Have you ever been in love? Did you ever feel that sudden rush of elation and indescribable feeling that makes you smile whenever you think of him? Or you feel like sitting on the soft, fluffy clouds whenever your eyes meet? Yes! I think among all human experiences, nothing can beat the experience of being in love. Even when you were once hurt by it and regret everything about it, still you would say, "it’s all worth every tear." How much more if the experience is filled with so much happiness, that you wouldn’t want it to end, or you want it to last forever...
This is the experience that I have with love. Every time his eyes meet mine, I feel like I’m the most beautiful person in this world, that nobody can steal his attention away from me. It’s like I am the only creature who exists... It feels like there’s only the two of us in this world. Have you ever experienced this before? Have you ever been loved as much as this?

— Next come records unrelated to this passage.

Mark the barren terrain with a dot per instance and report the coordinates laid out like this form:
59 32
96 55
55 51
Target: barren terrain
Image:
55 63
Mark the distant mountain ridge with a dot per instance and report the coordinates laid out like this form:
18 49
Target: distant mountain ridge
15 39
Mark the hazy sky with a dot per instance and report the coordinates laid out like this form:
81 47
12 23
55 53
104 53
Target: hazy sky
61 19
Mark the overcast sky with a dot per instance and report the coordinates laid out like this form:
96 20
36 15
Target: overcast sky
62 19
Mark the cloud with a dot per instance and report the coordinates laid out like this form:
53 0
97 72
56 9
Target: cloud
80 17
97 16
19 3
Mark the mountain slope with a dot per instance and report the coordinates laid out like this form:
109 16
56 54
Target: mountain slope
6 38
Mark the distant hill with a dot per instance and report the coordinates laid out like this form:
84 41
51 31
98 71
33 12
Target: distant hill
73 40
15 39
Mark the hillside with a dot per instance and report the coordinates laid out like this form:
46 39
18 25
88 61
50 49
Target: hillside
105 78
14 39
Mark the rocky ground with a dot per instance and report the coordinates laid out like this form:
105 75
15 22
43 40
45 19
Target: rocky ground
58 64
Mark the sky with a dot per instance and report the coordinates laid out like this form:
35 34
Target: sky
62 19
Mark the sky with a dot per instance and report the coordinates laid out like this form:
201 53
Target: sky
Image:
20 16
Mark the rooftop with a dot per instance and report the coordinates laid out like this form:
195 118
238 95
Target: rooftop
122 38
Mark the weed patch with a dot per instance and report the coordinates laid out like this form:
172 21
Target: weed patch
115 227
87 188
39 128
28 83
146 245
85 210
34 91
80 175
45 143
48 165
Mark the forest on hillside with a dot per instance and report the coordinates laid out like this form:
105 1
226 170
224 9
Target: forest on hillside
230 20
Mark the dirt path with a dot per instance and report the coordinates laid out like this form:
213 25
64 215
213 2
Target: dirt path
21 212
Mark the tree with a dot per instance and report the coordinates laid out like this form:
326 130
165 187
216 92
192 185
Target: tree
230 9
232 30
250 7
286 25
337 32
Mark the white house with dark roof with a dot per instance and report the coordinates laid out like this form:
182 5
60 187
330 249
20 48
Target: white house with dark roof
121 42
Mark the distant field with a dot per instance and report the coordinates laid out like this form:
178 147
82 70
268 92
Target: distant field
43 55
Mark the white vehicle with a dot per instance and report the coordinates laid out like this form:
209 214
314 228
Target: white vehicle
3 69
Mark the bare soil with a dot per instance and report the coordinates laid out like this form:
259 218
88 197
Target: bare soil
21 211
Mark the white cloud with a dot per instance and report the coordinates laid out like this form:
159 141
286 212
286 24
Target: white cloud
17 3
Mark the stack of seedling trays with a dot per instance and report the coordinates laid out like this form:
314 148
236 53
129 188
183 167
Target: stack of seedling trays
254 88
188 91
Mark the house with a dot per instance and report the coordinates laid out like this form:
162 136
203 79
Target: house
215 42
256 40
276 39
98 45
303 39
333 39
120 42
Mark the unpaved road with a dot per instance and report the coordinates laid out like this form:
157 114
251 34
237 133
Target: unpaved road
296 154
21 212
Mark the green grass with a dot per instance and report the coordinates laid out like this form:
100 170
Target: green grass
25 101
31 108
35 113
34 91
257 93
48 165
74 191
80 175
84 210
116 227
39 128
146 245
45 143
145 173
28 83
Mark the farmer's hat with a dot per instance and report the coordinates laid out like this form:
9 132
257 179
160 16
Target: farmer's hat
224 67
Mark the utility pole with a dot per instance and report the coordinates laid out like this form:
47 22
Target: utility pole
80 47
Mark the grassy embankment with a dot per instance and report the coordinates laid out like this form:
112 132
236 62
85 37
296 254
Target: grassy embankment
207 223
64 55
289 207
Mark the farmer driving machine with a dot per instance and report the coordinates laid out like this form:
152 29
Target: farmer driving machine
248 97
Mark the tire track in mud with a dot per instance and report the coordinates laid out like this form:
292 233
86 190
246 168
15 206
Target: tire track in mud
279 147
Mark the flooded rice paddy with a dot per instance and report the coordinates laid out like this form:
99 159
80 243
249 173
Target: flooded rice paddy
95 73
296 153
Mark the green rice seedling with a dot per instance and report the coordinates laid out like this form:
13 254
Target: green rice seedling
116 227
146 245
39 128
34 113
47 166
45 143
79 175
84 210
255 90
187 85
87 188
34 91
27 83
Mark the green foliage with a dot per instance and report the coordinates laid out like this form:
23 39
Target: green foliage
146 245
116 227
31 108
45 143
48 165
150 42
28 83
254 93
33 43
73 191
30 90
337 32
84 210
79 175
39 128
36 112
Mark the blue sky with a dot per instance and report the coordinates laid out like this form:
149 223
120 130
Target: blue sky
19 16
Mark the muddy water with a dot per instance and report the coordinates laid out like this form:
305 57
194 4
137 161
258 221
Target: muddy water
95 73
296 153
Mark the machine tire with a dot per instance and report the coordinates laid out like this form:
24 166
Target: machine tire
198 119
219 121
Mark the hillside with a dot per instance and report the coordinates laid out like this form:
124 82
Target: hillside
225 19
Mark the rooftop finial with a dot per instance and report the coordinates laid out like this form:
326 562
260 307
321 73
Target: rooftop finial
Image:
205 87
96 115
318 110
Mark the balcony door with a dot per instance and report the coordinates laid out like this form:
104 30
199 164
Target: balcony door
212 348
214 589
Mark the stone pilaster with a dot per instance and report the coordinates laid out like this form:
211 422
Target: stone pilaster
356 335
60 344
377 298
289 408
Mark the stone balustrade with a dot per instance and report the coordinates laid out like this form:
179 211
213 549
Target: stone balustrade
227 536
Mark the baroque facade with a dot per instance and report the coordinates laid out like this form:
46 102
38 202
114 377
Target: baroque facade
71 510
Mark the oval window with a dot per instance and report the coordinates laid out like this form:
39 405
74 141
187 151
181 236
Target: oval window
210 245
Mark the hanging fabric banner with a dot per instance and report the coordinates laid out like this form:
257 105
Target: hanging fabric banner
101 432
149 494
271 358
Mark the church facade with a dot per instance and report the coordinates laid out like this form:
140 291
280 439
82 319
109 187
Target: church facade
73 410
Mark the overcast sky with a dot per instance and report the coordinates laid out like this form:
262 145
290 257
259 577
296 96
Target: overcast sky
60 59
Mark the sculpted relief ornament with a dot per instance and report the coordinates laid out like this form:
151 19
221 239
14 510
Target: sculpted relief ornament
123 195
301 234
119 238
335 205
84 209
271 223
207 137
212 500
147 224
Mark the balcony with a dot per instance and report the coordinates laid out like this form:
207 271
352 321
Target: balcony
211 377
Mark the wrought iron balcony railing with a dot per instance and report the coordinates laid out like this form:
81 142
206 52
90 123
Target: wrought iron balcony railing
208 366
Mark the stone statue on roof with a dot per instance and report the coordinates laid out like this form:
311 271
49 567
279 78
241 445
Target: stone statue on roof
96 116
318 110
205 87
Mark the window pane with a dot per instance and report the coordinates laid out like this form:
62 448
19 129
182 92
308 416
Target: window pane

Such experience of love, made me value myself more. The more he makes me feel special, the more I realize my self-worth. This love, inspires me to wake up every morning with a big smile, knowing that in a little while, I’ll be with him again. I can imagine him come closer, with face beaming and eyes sparkling as if to say, "You made me glow with pride." Everyday as I go on with my life, this love remains in my heart and in my mind –- empowering me, making me enthusiastic in facing every challenge that comes my way. His big smile erases all the pain I have in my heart, erasing the bitter memories. He is not only a beloved, but above all he is a friend –- willing to listen to anything I want to say. He is a father, my source of strength and my guide and he can be a mother too, for he nurtures me, and makes sure I have everything I need.
Yes, this was true love. I experienced several years ago when I sat in silence for a meditation. I never expected it to happen. I never thought it could happen to me. Yes, I experienced it with God. I never thought that this-worldly feeling could be felt with God. But I did, and I cannot just make this up because whenever I think of Him, the feeling of being so deeply in love comes back. When the Bible told us about God as a friend, a father and a mother, I didn’t understand what it meant until I experienced God’s unlimited love myself. No, don’t mistake me as someone who will become a nun because I never want to. I believe that my calling to serve Him is not within the confines of a convent but out in the open. Having Him for a True Love means I can always fill myself with His love, which will enable me to share His love to others.